Contributions to Overall Crisis
Experts say the same problems causing poor birth outcomes for black women are likely contributing to an overall crisis in their health.
Black women are twice as likely as white women to be overweight, have heart attacks, develop diabetes or fail to get the recommended 30 minutes of exercise daily, reports the CDC.
They account for 72 percent of new AIDS cases even though they represent just 6 percent of the population, reports the Los Angeles-based Black AIDS Institute.
Their life expectancy is 69 years, eight years less than for white women, reports the Census.
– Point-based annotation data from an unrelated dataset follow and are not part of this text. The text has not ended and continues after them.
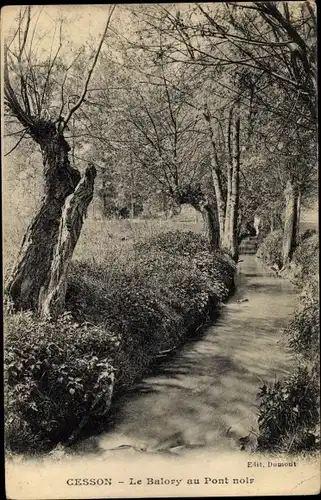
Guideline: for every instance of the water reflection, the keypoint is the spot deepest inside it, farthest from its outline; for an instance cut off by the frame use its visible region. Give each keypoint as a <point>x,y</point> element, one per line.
<point>205,395</point>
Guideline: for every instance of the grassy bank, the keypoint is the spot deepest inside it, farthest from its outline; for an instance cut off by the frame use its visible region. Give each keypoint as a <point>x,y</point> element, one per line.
<point>133,294</point>
<point>289,410</point>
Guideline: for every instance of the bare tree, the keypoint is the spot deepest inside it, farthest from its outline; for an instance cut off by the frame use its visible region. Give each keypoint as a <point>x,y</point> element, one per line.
<point>28,95</point>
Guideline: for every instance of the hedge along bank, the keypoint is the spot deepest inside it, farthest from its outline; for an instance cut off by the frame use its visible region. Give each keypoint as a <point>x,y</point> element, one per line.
<point>289,410</point>
<point>61,376</point>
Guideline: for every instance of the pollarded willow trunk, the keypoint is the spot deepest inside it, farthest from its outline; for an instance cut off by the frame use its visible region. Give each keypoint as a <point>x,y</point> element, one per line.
<point>235,190</point>
<point>291,193</point>
<point>32,267</point>
<point>211,223</point>
<point>230,241</point>
<point>52,296</point>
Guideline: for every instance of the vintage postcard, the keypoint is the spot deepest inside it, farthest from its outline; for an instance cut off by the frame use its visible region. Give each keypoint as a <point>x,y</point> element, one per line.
<point>161,244</point>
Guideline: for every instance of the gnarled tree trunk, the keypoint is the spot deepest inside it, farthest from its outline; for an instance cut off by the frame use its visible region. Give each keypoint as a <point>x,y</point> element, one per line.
<point>32,267</point>
<point>230,240</point>
<point>212,229</point>
<point>291,193</point>
<point>52,296</point>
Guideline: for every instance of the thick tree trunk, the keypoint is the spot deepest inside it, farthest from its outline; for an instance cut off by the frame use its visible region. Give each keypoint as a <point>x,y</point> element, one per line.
<point>211,223</point>
<point>230,240</point>
<point>235,190</point>
<point>216,175</point>
<point>52,296</point>
<point>290,221</point>
<point>219,200</point>
<point>32,267</point>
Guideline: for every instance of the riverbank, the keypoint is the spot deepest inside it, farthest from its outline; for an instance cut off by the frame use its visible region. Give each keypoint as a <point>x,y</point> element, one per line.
<point>62,377</point>
<point>289,410</point>
<point>206,394</point>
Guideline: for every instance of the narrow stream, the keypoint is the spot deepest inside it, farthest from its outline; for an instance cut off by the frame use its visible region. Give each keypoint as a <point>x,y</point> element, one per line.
<point>205,395</point>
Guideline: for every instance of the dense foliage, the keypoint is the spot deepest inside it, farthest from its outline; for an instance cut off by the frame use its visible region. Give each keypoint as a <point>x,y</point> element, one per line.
<point>289,411</point>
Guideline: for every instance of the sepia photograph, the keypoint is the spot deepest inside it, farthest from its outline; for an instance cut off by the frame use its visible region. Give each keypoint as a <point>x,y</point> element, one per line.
<point>160,250</point>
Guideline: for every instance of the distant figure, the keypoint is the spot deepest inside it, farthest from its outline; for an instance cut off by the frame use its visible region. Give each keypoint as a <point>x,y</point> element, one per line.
<point>256,224</point>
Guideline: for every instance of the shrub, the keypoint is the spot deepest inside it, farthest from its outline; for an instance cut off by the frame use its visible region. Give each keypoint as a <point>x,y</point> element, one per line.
<point>270,250</point>
<point>54,373</point>
<point>303,331</point>
<point>117,324</point>
<point>288,413</point>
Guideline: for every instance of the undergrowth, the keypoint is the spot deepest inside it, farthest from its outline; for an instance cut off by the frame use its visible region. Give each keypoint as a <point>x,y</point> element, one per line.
<point>60,376</point>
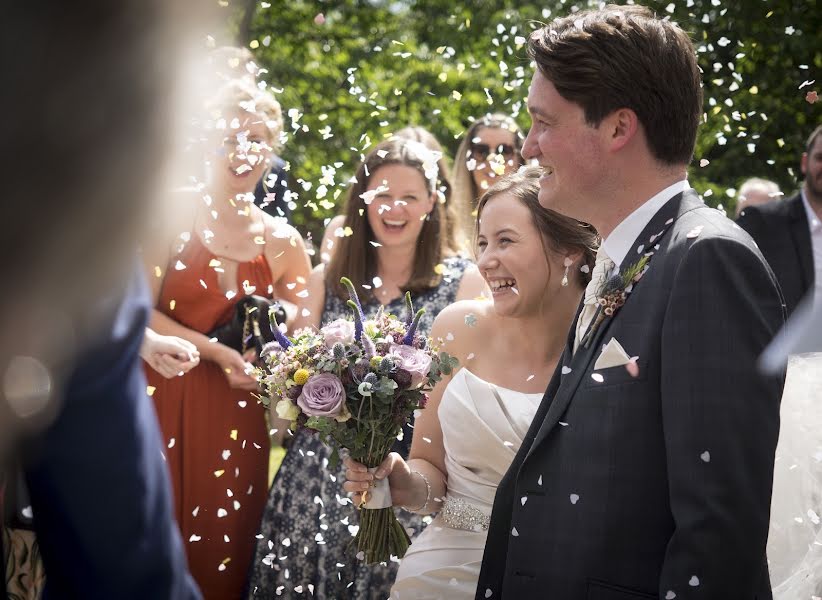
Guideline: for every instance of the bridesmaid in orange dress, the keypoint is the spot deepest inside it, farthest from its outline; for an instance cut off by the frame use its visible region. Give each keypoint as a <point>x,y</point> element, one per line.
<point>217,443</point>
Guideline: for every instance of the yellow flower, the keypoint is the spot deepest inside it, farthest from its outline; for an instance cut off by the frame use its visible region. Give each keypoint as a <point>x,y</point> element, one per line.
<point>301,376</point>
<point>287,410</point>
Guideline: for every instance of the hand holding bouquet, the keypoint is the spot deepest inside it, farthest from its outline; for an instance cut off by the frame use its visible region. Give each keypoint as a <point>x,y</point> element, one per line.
<point>357,382</point>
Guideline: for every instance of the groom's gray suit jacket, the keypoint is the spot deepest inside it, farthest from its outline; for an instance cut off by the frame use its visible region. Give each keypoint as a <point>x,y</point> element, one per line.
<point>655,486</point>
Black-white health disparities explain why 40,000 African American women die of treatable causes each year, notes the office of the U.S. Surgeon General.
Authors of the center’s reports call for better health care access and education to improve birth outcomes. They also call for sweeping social change such as legislation that will work to end economic and educational disparities.
On Sept. 29, the Chicago-based advocacy group African American Women Evolving is holding its own 100-member symposium on black women’s health at Malcolm X College in Chicago.
“We need to pay attention to–and address–high infant mortality and other health problems affecting black women,” says Gina E. Wood, deputy director of the Joint Center’s Health Policy Institute. “This is broader than a medical issue. It’s about the total environment–and the total life–of African American women.”
Molly M. Ginty is a freelance writer based in New York City.